Among other compromises, JMA agreed to put certain parcels of land off-limits to development, and to prohibit tennis courts, tennis clubs, ice rinks, roller coasters and athletic fields on the mountain.

“The modified project will have a smaller impact on Lake Tahoe, which has already suffered so much from runaway development,” Wendy Park, an attorney with Earthjustice, said Friday. “Any construction project this close to the shores of Lake Tahoe must be considered carefully and all environmental impacts examined closely.”

Earthjustice, a public interest law firm, represented the Friends of the West Shore and Tahoe Area Sierra Club in their Jan. 5, 2012, federal lawsuit that named TRPA, JMA Ventures and Placer County as defendants.
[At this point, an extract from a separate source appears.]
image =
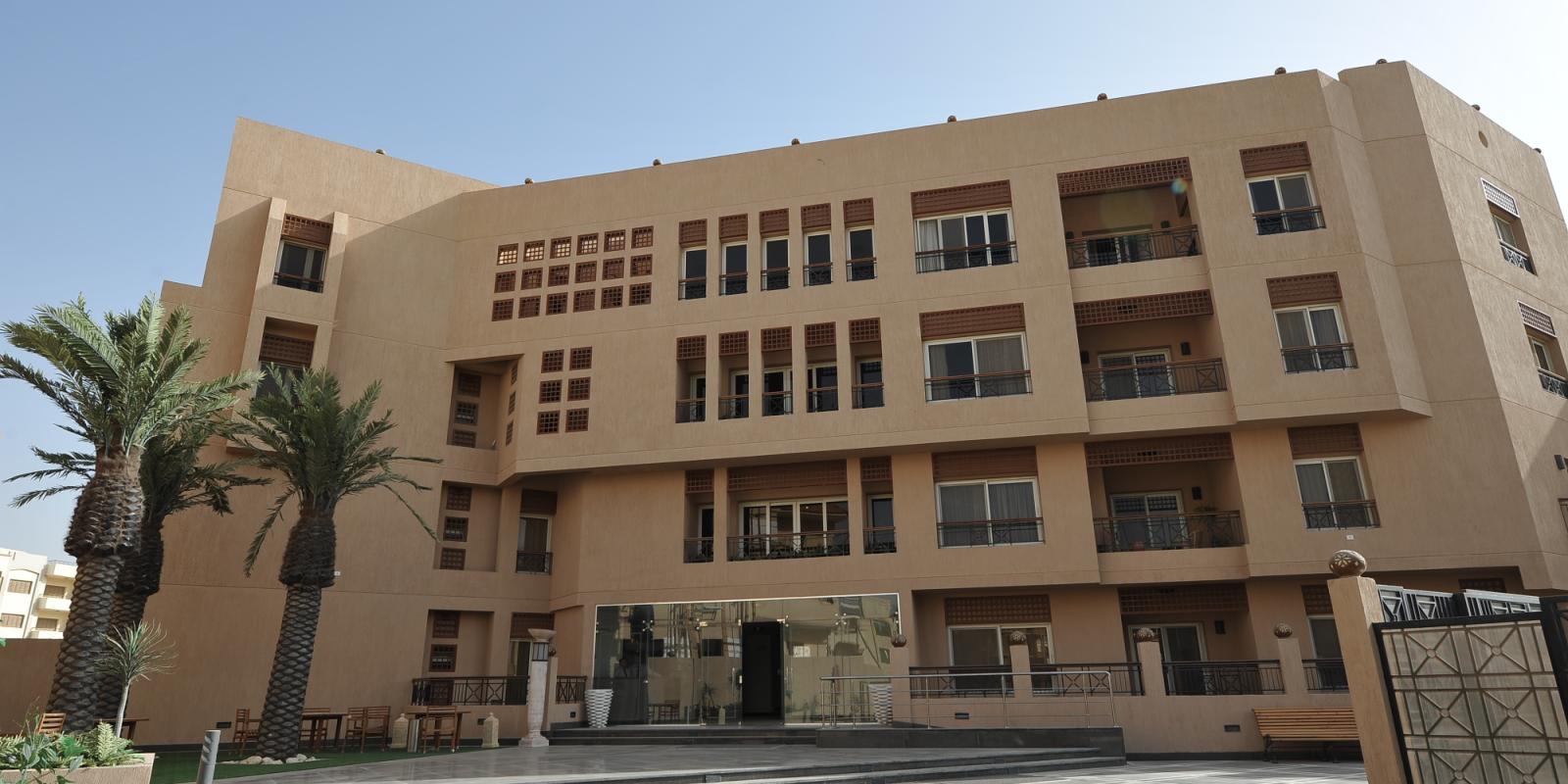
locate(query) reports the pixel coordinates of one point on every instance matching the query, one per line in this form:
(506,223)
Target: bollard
(209,757)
The plaintiffs referred to the project as “a wall-to-wall mass of buildings that climb 77 feet up the face of the Homewood ski slope” that doesn’t fit with the community, and doesn’t protect the lake, according to previous reports.

A Jan. 4, 2013, order from U.S. District Court Judge William B. Shubb put the project on hold when he ruled that Placer County and TRPA improperly analyzed the possibility JMA could have proposed a smaller project upon eventually approving the plan in 2011.
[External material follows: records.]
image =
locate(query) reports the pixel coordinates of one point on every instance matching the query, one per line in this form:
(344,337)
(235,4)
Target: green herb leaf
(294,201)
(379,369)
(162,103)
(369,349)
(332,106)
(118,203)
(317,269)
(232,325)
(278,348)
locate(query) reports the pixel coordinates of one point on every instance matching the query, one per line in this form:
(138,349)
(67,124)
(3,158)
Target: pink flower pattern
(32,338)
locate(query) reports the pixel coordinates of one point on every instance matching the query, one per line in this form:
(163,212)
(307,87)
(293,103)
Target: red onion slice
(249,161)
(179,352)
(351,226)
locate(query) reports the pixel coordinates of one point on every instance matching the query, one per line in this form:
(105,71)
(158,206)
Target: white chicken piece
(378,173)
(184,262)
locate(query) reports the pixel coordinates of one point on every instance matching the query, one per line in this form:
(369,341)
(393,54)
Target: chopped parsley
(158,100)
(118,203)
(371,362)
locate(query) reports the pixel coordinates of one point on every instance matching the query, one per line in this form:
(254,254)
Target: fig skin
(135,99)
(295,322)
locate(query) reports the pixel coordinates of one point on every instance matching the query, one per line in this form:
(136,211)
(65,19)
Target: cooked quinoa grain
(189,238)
In his 114-page ruling, Shubb rejected JMA’s contention it would lose money if it reduced the size of the planned resort, noting that the combined Environmental Impact Report and Environmental Impact Statement failed to consider all streams of income, including condominium and hotel revenues.

“I think as much as anything, the Friends and Sierra Club wanted to know what was going on and feel they were part of the process and that they had input,” Chapman said Friday. “… They wanted to have some requests for additional monitoring and measuring, and we absolutely agreed to that.”

Aside from upgrades, the project calls for a variety of major environmental upgrades and land use restorations to Homewood’s footprint, and is the only mixed-use resort in the U.S., according to TRPA, designed to incorporate gold-level Leadership in Energy and Environmental Design green building certification for neighborhood development design standards.

“The public input process on this was perhaps the most for any project the lake has ever seen,” Chapman said. “It took us six years, I may have lost some hair in the process, but the process, it really worked, and I’m happy to say we’ve reached a point where there seems to be widespread support.”

The idea of renovating Homewood’s two base areas was first proposed in 2006, before JMA officially submitted an application in 2007.

The project would save the struggling West Shore ski resort — which reportedly has been hard hit by the Great Recession and has been playing catch-up to larger ski areas like Northstar California, Heavenly Mountain Resort and Squaw Valley/Alpine Meadows — from closing.